The death of Indian generosity

On any given sensible Sunday, the Indian response to immigrants would be “Welcome! We don’t have much. But whatever we have, we are happy to share with you. Together, we will try to build a stronger and more prosperous country.” But as things stand, it is not. Instead, we are fighting increasing amounts of selfishness and xenophobia from privileged classes.

These are people who have more than enough, but think that in order to prevent the possibility of losing a little of that, they are justified in calling for the murder and disenfranchisement of those who have a fraction of what they have. They think that they are India and no one else is, that those who have less than them, when they ask for more, are mounting a direct assault on their way of life, their culture, and their very existence.

Because they don’t have problems, they invent them. Someone doesn’t have food, and when they find out, they say, “So what? I also suffer because the name of my city is not what I want it to be. That too is suffering.” Someone is being hounded out of their neighbourhood because of their religion and when they find out they say, “So what? I also suffer because in this country of ten thousand temples, I want one more. That too is suffering.”
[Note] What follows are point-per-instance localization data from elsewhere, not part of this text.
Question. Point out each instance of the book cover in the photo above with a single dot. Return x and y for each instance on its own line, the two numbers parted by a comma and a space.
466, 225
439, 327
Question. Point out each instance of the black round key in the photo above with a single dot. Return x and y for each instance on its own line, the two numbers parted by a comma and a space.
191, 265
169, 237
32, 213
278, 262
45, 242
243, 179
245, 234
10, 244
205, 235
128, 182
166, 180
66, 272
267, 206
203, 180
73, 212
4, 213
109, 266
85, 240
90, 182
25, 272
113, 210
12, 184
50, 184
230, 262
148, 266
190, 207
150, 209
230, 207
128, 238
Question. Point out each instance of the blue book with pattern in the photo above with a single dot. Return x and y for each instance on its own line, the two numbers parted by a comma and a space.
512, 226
Such is their entitlement that the slightest relief granted to those who need help looks like theft to them. They think they deserve it all, and if anyone out there gets an extra morsel even, it is the sound of impending starvation for them. With such nobility amongst us, is it any surprise that we appear to have given generosity a pass altogether?

Our culture of welcome is dead. Vasudhaiva Kutumbakam is now (and perhaps always has been) just a feel-good phrase that we speak to make White people think we still have something resembling culture and civilisation.